The proposed rule also ran into objection from those who had concerns about paying for such services and stated that doing so would be contrary to their religious beliefs. Some religious groups expressed the concern that Federal laws, including the Affordable Care Act, have provided for conscience clauses and religious exemptions broader than that provided for in the rules. Finally, some claimed that this narrower scope of the exemption raised concerns under the First Amendment and the Religious Freedom Restoration Act.
The USSCB and others warned HHS that if the definition of religious employer were not broadened, they would not violate their religious canons and would no longer be able to provide health coverage to their employees.
Despite the many concerns, HHS refused to amend the regulation further to accommodate groups that could not violate their conscience in order to comply with the untenable proposal.
The bishops of the United States declared that they could not look the other way. In a statement of conscience they asserted “the federal government will both force religious institutions to facilitate and fund a product contrary to their own moral teaching and purport to define which religious institutions are ‘religious enough’ to merit protection of their religious liberty.”
The rules promulgated for the “preventive services” mandate amounted to “an unjust law,” the statement said.
“This is not a matter of whether contraception may be prohibited by the government.

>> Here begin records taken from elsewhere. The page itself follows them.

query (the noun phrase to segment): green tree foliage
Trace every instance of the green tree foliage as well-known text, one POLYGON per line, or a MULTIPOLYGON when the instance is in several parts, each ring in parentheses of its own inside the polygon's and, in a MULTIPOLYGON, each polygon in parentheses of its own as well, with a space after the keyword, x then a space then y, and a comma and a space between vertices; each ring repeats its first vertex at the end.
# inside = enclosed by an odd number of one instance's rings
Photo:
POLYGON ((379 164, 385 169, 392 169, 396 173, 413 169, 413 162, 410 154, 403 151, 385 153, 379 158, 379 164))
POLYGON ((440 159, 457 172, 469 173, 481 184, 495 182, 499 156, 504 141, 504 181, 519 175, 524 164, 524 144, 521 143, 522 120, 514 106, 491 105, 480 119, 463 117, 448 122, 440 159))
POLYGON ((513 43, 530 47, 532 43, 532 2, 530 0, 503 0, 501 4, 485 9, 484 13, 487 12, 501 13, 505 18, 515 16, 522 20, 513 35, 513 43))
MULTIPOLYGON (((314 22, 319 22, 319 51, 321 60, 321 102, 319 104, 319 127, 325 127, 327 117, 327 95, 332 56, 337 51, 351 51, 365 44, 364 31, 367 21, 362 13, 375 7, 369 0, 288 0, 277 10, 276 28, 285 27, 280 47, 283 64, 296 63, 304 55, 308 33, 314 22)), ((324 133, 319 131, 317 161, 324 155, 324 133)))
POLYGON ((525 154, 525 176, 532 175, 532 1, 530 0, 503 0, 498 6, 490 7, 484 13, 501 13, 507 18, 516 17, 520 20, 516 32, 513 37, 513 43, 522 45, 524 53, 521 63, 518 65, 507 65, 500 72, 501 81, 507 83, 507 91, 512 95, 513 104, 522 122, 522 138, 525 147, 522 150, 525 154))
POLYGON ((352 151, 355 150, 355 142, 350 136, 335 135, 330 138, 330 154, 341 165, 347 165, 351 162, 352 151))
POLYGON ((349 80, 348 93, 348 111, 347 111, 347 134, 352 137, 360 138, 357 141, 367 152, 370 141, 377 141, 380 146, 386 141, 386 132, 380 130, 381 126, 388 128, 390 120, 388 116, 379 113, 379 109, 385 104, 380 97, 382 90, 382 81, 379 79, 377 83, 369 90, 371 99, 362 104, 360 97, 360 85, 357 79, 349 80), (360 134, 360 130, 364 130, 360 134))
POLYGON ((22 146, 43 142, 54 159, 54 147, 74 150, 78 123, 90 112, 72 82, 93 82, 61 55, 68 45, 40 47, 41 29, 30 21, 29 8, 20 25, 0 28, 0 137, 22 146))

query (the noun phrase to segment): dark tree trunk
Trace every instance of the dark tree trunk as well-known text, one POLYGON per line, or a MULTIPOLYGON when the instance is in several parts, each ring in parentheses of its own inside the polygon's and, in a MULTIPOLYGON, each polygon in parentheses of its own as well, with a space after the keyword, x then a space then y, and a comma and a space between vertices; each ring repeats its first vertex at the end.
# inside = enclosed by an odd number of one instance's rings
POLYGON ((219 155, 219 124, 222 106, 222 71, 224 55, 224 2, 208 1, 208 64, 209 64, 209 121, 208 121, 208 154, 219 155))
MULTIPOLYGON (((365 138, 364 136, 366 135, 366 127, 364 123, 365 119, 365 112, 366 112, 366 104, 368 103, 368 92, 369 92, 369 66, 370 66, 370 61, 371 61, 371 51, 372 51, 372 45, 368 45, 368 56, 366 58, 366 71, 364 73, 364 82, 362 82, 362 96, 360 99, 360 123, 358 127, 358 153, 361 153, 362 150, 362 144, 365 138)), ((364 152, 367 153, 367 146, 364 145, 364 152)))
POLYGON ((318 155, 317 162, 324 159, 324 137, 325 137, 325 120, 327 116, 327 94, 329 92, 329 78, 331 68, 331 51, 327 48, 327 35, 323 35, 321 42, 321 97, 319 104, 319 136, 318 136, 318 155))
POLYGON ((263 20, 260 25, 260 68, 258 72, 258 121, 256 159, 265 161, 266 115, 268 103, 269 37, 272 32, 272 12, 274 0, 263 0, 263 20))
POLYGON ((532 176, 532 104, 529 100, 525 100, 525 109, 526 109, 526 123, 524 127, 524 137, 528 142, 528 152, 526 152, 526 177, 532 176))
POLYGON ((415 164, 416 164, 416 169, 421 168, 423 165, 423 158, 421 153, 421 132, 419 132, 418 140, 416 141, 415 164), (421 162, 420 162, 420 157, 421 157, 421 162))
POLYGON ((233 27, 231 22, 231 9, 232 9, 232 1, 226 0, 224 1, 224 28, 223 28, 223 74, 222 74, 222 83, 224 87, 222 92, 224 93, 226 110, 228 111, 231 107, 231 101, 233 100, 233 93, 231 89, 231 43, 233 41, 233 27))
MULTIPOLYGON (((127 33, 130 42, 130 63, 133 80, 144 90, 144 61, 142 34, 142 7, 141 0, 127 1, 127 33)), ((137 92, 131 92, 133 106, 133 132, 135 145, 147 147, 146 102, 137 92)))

This is not even a matter of whether contraception may be supported by the government. Instead, it is a matter of whether religious people and institutions may be forced by the government to provide coverage for contraception or sterilization, even if that violates their religious beliefs,” said Archbishop William Lori of Baltimore, Chairman of the Ad Hoc Committee for Religious Liberty.
The bishops were firm in their convictions, giving notice to anyone listening that they would not take this challenge lying down. “Religious liberty is not only about our ability to go to Mass on Sunday or pray the Rosary at home,” the bishops said. “It is about whether we can make our contribution to the common good of all Americans. Can we do the good works our faith calls us to do, without having to compromise that very same faith?”
“Without religious liberty properly understood, all Americans suffer, deprived of the essential contribution in education, health care, feeding the hungry, civil rights, and social services that religious Americans make every day, both here at home and overseas.”
The final rules mandated by HHS will go into effect in a month, on Aug. 1. What will happen then is not clear, but the bishops have made it clear that they do not intend to comply with an unjust law. They continue to ask the faithful to pray and write their representatives in Washington.
“My brothers and sisters, we must realize that mercy triumphs over judgment. It is not for us to judge but it is a time for us to pray. To pray for those who are causing this intrusion into the practice of our religion and faith and pray for those who are seeking to defend it,” Bishop Mulvey said. “God’s will for all of us is that we are united as a people and not divided.”
The bishop called on the faithful to pray that the Church’s call for justice does not become another wedge to divide the country.
“However, such issues, as the issue of religious freedom create a division between us. As we work to protect our freedoms and the first and most important freedom that of our right to express ourselves in faith, let us not lose charity and forget to pray for those who persecute us and those who seek to diminish the beauty of our faith,” Bishop Mulvey said.
“Our strength is only the strength the Lord can provide,” Bishop Mulvey said.